今回はそんな方のためにひとつの忠告です。
どんなに面白くても「マルチポスト」したら「紙の書籍」にはなりません。
あなたの作品はインターネットにおいて無料で多くの方に読まれればよいのでしょうか。それとも「紙の書籍」化して一般の方にも広く読んでもらいたいのでしょうか。
まずその腹をくくりましょう。
同じ作品を複数の小説投稿サイトへ掲載しない
せっかく書いた小説です。いろんな小説投稿サイトへ掲載して、より多くの方に読まれたい。そう思いますよね。
ですが、基本的に同じ作品を複数の小説投稿サイトへ掲載するのはオススメしません。
大きなチャンスを自ら潰してしまう恐れがあるからです。
ギャグはその場で読むから面白い
小説投稿サイトには、ランキングでTOP10に入りながらもいっこうに「紙の書籍」化されない作品がゴロゴロしています。
なぜ人気があるのに「紙の書籍」化されないのか。
大きな理由のひとつは「紙の書籍」にはふさわしくないからです。
たとえばブラック・ジョークが豊富で、そのままではどこかの商標権を侵しかねない。
これだと「紙の書籍」化して大々的に売り出すわけにもいきませんよね。
マンガの空知英秋氏『銀魂』はかなり有名なものを揶揄したり滑稽にしたりしています。この問題児が大いにウケたのは、その攻めた作風が読み手に痛快さをもたらしたからです。それもマンガというサクサク読める媒体だからできました。

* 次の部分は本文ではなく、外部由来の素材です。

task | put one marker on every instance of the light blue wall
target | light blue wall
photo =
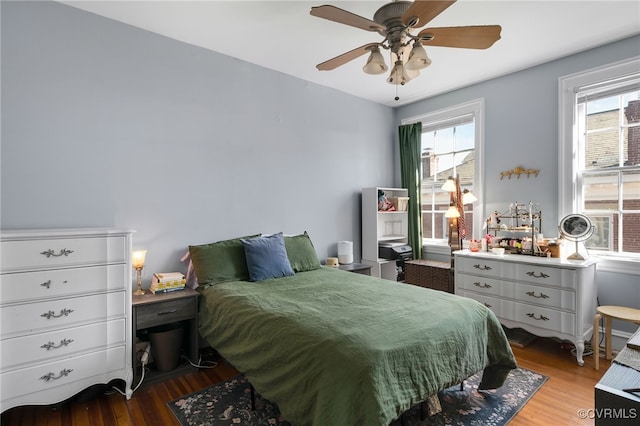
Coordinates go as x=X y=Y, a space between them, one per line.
x=521 y=129
x=104 y=124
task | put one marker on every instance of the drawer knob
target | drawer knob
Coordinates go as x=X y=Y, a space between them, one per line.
x=52 y=376
x=483 y=267
x=51 y=345
x=540 y=275
x=533 y=294
x=63 y=252
x=63 y=312
x=538 y=318
x=47 y=283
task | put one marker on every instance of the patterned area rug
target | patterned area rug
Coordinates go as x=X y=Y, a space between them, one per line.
x=229 y=403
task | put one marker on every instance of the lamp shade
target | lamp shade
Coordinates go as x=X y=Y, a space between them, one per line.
x=449 y=185
x=418 y=58
x=375 y=63
x=452 y=212
x=468 y=197
x=137 y=258
x=398 y=74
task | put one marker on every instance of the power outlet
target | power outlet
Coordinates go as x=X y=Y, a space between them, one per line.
x=140 y=347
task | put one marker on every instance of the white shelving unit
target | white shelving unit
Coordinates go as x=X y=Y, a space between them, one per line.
x=381 y=227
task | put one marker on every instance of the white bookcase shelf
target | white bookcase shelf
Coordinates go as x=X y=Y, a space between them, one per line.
x=382 y=226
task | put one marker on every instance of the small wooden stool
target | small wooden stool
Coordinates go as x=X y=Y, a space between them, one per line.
x=609 y=313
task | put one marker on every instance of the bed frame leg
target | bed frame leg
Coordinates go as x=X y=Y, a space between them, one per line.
x=253 y=398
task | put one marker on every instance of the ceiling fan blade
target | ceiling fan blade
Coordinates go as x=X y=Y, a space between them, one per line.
x=471 y=37
x=425 y=11
x=344 y=58
x=341 y=16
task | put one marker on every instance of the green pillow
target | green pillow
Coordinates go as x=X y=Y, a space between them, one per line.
x=302 y=255
x=220 y=262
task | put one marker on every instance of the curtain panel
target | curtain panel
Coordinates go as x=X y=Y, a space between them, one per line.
x=411 y=173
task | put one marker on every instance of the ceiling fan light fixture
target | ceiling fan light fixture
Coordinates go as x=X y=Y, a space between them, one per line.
x=418 y=58
x=375 y=63
x=398 y=74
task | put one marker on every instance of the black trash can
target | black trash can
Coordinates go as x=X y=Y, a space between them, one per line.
x=166 y=345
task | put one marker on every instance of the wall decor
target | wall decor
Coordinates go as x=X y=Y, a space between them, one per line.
x=519 y=171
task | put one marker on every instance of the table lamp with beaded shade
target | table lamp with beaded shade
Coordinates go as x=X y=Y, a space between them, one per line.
x=137 y=260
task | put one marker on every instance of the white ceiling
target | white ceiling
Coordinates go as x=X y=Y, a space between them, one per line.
x=283 y=36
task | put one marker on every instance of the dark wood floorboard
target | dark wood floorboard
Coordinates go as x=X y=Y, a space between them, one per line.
x=569 y=389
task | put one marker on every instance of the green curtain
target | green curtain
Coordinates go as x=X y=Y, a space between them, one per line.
x=410 y=170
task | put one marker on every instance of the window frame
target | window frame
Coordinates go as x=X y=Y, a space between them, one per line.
x=570 y=181
x=476 y=108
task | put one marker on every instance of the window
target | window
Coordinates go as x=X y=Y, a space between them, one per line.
x=451 y=141
x=600 y=155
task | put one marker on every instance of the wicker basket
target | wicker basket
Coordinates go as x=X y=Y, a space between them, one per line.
x=429 y=274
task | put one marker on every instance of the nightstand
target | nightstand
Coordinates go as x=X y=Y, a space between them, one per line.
x=358 y=268
x=153 y=310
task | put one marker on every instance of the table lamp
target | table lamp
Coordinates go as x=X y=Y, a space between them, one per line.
x=138 y=263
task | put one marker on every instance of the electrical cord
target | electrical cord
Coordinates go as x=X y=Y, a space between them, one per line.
x=144 y=360
x=213 y=364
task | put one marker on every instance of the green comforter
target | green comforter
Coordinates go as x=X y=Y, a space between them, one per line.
x=337 y=348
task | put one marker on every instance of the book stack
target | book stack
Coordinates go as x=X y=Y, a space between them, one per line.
x=167 y=282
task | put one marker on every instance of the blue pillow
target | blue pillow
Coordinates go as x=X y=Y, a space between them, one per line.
x=266 y=257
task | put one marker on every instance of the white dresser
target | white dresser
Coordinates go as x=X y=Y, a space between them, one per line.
x=548 y=297
x=65 y=306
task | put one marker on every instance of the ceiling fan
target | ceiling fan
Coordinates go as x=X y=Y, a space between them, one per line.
x=394 y=21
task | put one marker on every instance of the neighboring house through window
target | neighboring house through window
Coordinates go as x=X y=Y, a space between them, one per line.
x=451 y=146
x=599 y=165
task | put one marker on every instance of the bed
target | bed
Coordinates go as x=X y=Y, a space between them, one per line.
x=336 y=348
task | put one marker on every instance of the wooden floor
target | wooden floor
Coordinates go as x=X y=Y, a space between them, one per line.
x=570 y=388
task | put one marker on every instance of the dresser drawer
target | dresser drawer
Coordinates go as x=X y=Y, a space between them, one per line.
x=550 y=319
x=62 y=372
x=30 y=286
x=37 y=348
x=486 y=286
x=57 y=314
x=485 y=267
x=543 y=275
x=152 y=314
x=21 y=255
x=546 y=296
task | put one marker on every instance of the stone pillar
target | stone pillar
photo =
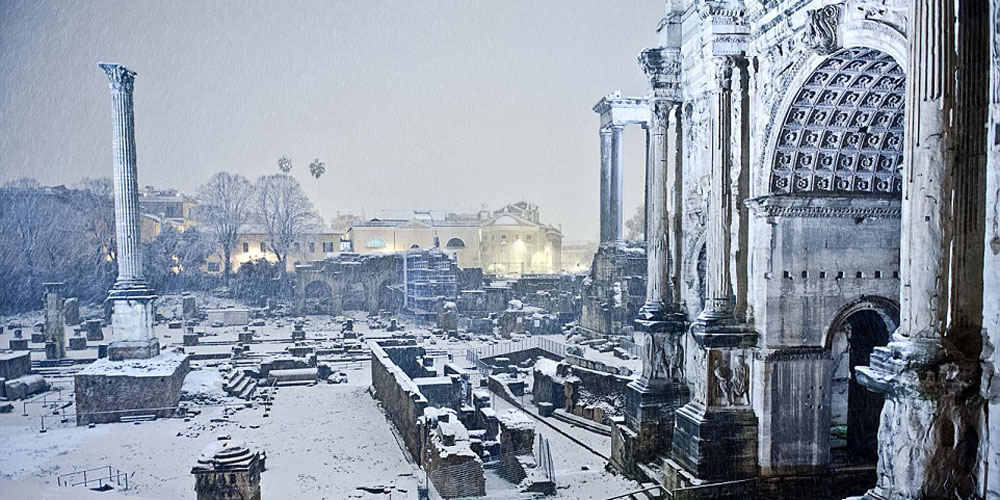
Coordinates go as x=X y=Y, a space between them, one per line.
x=132 y=320
x=657 y=277
x=715 y=434
x=930 y=372
x=991 y=270
x=606 y=224
x=615 y=187
x=55 y=327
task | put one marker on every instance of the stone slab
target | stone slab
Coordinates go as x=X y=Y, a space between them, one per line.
x=108 y=390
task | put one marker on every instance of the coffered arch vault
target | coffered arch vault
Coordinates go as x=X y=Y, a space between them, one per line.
x=843 y=133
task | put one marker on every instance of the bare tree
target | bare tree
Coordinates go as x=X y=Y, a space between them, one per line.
x=285 y=164
x=317 y=168
x=284 y=212
x=225 y=207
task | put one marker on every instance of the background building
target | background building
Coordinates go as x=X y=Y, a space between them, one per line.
x=510 y=241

では『銀魂』のような小説を書いたらどうなるでしょうか。
なかなかウケないんですよね、これが。
読んでいて楽しめるのは確かです。でもウケません。まるで大空に打ち上がる花火のような存在だからです。
打ち上げ花火は大空で炸裂して光が尾を引くから観客の心に残ります。
ギャグ小説も、ネタを読んだときはとてもおかしくなって笑ってしまいますし心にも残ります。ですが同じ部分を何度読んでも笑えるかといわれると難しい。どうしても真剣に文字を追うので表現に慣れてしまいます。
ギャグ小説はその場限りの面白さが肝なのです。
深く考えてしまうと面白さが消えてしまいます。
だからギャグは「勢い」に任せて出したほうがよいのです。計算で「笑わせよう」とするのはプロのコメディアンでもなかなかできません。
一度小説投稿サイトでウケたからと、改めて「紙の書籍」化したところで同じだけの評価が得られるとはかぎらないのです。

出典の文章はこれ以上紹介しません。